Most crucially, there’s no life to this world we’re in for most of the film. On its own, the CGI looks pretty decent – to where one ponders why it wasn’t just simply a fully-animated film instead – but with the actors pasted on top of it, the fakeness of it all sticks out like a sore thumb, as it comes off as exactly what it is: an inexplicable green-screen hellscape that literally gives the actors nothing to work with. You never get a sense of awe and wonder to this place since it’s bogged down by Black’s expository dialogue describing everything we’re seeing, and while there are undoubtedly creatures and designs that Minecraft fans will recognise, they are just there to elicit applause from fans and nothing more.

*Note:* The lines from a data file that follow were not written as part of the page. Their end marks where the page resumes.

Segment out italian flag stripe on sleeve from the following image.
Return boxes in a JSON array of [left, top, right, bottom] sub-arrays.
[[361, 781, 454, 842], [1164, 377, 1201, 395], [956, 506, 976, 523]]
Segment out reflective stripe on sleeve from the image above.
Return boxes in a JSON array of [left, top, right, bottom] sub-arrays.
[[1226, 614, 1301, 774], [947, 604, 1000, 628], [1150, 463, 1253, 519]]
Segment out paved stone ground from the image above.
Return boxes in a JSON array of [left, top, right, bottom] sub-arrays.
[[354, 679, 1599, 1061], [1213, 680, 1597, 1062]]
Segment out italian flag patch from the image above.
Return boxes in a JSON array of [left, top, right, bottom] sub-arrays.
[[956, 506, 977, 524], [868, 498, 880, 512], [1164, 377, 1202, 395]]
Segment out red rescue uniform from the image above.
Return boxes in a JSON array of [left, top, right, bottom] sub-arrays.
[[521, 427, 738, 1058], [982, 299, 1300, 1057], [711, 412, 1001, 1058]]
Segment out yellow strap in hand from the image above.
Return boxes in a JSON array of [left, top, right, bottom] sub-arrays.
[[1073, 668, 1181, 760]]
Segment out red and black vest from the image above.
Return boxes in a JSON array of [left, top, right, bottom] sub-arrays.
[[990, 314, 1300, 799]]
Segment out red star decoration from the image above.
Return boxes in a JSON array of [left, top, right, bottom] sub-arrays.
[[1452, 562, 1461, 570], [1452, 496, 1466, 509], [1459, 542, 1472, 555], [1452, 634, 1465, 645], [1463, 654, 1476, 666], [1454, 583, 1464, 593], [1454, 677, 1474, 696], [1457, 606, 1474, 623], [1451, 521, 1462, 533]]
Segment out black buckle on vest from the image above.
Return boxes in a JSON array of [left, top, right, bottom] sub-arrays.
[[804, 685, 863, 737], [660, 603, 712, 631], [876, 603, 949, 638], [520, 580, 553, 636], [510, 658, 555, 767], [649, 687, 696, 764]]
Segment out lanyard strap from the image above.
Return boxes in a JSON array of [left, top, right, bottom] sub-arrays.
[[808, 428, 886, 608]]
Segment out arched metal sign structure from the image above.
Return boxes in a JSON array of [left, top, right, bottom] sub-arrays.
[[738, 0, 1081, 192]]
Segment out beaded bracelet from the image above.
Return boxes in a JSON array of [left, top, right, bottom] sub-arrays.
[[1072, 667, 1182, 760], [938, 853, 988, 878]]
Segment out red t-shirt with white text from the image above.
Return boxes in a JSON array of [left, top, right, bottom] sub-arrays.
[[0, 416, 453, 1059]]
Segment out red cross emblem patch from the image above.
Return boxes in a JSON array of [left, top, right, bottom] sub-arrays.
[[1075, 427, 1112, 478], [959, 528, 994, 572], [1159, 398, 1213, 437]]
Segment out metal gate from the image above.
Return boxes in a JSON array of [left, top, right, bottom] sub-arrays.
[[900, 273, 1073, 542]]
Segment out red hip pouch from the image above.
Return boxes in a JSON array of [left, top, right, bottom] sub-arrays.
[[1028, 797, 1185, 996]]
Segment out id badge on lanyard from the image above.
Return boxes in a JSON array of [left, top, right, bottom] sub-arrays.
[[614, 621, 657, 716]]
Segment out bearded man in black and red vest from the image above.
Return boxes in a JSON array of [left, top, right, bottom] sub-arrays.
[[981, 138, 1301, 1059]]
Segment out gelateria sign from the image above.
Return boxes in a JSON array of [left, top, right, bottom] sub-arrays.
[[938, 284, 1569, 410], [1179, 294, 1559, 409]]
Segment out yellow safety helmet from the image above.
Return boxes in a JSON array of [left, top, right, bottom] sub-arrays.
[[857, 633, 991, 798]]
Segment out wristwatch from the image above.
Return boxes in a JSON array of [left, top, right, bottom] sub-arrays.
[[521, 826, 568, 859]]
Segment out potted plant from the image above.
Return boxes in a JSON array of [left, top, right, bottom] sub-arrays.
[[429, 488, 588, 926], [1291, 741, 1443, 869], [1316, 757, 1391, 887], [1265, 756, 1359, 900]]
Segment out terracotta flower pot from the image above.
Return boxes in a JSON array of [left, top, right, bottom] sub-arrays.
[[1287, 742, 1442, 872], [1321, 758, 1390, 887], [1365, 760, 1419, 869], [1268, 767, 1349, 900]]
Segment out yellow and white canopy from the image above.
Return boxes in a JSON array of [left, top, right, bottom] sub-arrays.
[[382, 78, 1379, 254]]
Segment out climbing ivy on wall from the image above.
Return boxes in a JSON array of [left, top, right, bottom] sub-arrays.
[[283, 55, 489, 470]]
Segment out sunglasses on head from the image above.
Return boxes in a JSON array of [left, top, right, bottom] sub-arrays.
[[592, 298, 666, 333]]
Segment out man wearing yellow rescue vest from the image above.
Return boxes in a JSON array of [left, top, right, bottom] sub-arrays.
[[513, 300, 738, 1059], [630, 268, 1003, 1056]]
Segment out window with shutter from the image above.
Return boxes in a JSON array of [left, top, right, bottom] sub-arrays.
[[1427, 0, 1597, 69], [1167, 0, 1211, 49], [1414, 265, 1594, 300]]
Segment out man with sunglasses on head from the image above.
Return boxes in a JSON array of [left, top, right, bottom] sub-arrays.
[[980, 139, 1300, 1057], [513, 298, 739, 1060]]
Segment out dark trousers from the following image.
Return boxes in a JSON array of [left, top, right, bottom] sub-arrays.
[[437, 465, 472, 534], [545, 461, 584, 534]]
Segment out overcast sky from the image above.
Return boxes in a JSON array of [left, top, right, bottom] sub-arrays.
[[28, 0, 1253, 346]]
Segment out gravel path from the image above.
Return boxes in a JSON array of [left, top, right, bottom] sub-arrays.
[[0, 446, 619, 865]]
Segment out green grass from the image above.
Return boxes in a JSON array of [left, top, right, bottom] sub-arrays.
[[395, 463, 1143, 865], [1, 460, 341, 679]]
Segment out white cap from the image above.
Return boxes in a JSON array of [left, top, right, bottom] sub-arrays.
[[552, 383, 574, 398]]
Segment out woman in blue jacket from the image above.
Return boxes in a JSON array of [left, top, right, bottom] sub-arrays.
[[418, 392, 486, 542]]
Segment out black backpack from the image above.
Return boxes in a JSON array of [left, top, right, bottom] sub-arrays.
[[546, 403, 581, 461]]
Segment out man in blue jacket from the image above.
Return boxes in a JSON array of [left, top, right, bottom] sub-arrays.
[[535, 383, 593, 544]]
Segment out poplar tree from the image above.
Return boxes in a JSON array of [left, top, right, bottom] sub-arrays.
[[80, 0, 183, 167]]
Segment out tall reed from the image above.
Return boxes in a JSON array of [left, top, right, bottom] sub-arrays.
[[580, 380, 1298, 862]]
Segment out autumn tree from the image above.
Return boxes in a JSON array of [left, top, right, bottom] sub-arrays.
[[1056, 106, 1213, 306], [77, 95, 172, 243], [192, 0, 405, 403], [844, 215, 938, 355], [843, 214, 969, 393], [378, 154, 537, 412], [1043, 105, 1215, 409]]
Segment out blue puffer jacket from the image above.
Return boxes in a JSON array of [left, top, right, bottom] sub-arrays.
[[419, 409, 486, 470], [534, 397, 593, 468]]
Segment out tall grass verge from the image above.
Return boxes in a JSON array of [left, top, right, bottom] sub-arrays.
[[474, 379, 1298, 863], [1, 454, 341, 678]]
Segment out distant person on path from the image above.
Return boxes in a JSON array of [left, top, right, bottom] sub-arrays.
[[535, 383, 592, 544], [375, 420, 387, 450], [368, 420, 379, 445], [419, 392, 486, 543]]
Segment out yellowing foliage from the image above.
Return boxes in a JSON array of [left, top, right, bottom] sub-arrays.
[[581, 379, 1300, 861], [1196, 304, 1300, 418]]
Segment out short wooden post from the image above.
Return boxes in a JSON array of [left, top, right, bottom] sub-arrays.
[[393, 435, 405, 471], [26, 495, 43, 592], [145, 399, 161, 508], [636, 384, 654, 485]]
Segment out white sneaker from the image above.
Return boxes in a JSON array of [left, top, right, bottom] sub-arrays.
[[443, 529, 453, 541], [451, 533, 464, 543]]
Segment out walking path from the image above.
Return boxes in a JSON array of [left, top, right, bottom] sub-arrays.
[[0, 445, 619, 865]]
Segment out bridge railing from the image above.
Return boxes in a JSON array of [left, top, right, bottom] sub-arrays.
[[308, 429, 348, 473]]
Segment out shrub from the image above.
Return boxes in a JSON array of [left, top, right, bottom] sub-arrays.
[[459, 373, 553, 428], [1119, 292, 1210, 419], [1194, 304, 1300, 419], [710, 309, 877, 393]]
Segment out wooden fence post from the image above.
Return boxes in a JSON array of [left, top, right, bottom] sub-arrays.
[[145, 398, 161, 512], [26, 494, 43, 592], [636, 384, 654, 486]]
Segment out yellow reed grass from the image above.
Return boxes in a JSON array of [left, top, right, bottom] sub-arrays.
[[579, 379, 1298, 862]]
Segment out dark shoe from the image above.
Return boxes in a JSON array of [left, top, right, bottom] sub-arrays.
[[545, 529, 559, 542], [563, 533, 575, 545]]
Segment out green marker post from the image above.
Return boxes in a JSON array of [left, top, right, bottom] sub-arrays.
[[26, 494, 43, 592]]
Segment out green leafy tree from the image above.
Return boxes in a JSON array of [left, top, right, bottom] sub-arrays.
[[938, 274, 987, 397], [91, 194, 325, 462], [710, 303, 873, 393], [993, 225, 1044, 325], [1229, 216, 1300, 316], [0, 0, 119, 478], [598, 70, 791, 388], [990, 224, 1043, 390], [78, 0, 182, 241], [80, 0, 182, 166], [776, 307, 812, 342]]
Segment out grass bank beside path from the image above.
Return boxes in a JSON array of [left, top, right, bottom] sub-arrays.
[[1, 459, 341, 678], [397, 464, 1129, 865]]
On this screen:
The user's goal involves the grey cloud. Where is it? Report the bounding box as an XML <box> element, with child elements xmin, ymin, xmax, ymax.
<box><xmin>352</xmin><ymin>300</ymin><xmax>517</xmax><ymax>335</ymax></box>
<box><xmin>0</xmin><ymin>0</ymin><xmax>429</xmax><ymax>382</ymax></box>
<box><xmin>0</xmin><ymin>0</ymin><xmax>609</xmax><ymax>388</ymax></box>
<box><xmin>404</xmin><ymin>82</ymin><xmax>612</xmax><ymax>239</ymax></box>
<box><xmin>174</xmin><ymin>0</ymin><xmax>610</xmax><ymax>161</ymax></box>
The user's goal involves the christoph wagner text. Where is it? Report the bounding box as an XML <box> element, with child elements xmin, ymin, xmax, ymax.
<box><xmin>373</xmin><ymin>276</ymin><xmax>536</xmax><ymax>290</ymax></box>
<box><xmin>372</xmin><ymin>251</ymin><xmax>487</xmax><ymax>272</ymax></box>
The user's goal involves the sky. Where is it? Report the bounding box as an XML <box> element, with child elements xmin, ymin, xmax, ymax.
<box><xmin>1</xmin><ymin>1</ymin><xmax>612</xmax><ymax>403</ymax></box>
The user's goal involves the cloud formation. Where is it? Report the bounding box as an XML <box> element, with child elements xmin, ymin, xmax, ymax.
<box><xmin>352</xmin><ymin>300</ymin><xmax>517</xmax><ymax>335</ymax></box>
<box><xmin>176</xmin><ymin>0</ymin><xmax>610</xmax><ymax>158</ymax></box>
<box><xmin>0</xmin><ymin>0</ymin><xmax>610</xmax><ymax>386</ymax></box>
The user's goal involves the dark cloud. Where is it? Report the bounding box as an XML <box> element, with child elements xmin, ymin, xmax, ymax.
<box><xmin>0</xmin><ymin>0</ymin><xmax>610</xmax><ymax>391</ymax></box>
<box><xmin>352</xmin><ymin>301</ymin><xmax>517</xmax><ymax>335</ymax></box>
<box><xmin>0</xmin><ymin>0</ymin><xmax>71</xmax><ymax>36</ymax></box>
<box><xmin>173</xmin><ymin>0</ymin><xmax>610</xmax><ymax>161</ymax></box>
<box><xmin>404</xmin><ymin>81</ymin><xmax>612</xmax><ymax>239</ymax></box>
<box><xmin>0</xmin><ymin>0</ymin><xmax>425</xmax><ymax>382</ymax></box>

It really is just this generic CGI world that you’d see from a Robert Rodriguez film from the 2000s, only with a half-baked Happy Madison script driving it toward a disastrous final destination.
With no enjoyment to mine from it, nor any passion put into the craft of it all, A Minecraft Movie is exactly the kind of soulless, cynical product that The Studio was parodying with that fake Kool-Aid movie. Except, while that series (so far) generated real laughs and had actual passion for its subject matter, this is as lazy as it gets for studio filmmaking, with its reliance on the popularity of its IP and nothing else to make money instead of actual art feeling somewhat sinister in an industry that’s already on a knife’s edge. Audiences deserve better, whether they’re a Minecraft fan or a general viewer, because it serves them the kind of tasteless, unappealing slop that could only come from studio think-tanks so out-of-touch with artistic integrity that they simply stopped at “Minecraft but with Jack Black” when coming up with this idea. Which, funnily enough, sounds like an actual scene from The Studio.
A Minecraft Movie is an atrociously cynical and soulless movie that relies completely on the popularity of its IP to succeed while entirely neglecting the need to give any life to its story, its characters, or even the CG-coated world that looks painfully fake around them. It is studio filmmaking at its laziest, proving the makers of Apple TV+’s The Studio more right by the minute.